High-Performing Team Traits
One of the common traits in high-performing teams is that all sense psychological safety in their team environment. They share opinions, agree to disagree, or make decisions together. They trust one another to have each other’s back whenever needed. Here are the traits of a high-performing team:
Several studies by the Massachusetts Institute of Technology (MIT) and Google wanted to determine if informal interactions, flexible work hours, and intelligence compatibility enabled a crew to be a high-performing team. Surprisingly, these factors did not make a difference. Frequent videoconferencing sessions among smaller groups and one-on-one chats among larger ones tended to increase the overall team’s communication quality.
Similar Bonding Time
High-performing teammates say they have individual chats with all team members almost the same amount of time throughout the day. While it is easier for a smaller crew to touch base with everyone, the leader must ensure they interact freely with everyone at least once a day. All must have a voice. You can also divide your large team into smaller groups to increase communications and engagement.
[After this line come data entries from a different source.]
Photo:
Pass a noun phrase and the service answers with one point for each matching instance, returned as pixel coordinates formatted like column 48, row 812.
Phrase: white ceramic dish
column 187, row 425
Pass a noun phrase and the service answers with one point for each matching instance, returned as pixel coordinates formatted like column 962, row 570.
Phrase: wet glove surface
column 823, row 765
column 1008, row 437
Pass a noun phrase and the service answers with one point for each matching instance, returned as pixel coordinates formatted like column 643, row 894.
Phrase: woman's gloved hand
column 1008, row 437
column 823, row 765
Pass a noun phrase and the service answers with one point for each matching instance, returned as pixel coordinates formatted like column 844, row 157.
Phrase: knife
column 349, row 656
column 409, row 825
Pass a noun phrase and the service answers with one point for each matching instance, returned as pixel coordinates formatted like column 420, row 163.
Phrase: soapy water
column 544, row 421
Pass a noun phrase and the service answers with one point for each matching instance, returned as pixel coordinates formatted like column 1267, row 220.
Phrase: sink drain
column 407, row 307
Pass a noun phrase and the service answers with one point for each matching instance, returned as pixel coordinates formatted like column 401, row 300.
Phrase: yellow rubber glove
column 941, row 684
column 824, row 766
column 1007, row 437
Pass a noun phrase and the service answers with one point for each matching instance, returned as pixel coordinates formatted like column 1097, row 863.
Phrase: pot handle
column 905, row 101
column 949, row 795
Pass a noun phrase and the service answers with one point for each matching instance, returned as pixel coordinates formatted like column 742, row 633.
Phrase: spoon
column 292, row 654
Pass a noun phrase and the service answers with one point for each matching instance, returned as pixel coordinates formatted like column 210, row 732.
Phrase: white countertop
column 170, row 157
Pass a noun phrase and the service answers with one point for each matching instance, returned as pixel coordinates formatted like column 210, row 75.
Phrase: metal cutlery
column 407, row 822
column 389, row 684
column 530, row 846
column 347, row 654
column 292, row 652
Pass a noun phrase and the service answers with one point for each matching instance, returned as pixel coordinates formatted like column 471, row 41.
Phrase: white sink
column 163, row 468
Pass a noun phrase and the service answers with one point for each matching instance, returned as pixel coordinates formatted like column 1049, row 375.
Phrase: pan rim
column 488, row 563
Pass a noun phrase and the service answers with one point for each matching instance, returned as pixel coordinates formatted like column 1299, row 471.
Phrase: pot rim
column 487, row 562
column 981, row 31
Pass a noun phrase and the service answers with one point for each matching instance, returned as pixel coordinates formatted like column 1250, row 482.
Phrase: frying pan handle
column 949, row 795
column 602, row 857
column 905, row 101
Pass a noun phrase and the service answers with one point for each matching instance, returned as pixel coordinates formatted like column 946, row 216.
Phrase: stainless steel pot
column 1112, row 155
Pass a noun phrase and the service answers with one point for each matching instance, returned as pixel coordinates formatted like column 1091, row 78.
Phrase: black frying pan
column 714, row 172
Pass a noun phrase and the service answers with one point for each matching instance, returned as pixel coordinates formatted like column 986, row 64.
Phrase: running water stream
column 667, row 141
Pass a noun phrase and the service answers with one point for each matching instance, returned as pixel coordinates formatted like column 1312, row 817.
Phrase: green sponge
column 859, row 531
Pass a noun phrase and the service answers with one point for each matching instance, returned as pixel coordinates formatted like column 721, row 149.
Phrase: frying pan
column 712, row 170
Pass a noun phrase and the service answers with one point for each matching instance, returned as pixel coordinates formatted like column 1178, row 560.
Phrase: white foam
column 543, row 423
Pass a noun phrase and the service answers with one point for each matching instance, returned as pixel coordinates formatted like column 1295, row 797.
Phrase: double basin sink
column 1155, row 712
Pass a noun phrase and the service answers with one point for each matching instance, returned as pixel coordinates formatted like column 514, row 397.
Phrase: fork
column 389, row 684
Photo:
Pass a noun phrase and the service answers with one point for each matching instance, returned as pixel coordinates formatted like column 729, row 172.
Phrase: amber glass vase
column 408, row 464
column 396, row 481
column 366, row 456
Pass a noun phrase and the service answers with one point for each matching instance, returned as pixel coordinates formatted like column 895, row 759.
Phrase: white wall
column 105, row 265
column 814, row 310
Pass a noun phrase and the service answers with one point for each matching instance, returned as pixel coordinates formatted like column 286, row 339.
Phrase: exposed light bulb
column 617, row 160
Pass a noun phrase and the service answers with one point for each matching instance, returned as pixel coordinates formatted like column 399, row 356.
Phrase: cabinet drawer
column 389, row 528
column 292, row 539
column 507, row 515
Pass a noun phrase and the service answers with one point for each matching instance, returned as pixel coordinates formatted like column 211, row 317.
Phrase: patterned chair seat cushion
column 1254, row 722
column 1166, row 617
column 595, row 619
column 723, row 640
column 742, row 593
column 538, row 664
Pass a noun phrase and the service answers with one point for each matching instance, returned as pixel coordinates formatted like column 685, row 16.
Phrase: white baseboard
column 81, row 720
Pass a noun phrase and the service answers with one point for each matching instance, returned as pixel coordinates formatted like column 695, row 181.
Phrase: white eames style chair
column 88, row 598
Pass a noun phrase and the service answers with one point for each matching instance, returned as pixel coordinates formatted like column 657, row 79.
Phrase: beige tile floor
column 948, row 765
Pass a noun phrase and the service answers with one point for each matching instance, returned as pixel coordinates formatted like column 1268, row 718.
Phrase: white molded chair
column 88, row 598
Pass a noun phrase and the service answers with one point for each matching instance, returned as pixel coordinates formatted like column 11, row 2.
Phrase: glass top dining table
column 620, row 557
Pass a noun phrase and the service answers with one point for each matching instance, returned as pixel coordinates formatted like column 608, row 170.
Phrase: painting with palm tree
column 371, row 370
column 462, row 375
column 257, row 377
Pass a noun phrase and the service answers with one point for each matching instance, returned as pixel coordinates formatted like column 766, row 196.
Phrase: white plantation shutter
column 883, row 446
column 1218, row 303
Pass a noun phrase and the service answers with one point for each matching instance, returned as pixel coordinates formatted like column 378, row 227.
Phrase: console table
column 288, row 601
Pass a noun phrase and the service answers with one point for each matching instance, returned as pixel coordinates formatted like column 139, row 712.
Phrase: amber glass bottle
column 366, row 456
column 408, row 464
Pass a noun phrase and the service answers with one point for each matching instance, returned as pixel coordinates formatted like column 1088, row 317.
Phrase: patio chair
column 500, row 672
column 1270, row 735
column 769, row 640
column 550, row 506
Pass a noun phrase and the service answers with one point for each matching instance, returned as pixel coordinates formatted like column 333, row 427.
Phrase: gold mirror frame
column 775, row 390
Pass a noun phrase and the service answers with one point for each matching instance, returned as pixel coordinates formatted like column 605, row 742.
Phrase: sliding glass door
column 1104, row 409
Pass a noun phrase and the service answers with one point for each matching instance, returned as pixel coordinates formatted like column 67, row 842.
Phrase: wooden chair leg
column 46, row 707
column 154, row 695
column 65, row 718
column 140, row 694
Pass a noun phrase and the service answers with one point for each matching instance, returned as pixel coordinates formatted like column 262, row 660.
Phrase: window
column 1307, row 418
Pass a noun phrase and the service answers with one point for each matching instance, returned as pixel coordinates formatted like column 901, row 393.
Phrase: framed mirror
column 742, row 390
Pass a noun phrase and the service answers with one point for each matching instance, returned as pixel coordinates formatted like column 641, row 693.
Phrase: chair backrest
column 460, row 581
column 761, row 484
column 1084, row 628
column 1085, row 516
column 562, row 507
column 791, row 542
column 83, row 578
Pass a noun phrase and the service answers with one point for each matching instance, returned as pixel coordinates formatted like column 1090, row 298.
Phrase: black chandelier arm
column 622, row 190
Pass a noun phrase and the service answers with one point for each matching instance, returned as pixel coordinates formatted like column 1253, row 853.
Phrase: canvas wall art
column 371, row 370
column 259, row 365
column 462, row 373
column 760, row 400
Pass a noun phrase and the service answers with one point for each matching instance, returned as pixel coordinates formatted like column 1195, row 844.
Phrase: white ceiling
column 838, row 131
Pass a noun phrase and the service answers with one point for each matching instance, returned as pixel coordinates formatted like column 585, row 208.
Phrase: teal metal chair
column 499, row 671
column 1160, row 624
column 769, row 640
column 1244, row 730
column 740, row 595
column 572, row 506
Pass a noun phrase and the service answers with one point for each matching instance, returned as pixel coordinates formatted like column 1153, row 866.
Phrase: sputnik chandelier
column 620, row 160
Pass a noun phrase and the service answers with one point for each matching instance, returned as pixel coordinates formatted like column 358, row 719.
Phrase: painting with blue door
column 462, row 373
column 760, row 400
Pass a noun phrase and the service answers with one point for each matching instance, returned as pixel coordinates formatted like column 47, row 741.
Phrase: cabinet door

Not all of them will be as talkative. As a team leader, you must make sure that you let the most reserved person in the team talk the most. You can also get them talking by appreciating their silent efforts. Or you can open the floor after a presentation for everyone to share an opinion.
You cannot be superhuman and expect others to follow suit. You must accept that everyone cannot have the same drive as you. Instead of encouraging members to reveal their vulnerabilities or strengths, team leaders should first discuss any roadblocks they faced in their careers. This will make the team members comfortable expressing themselves.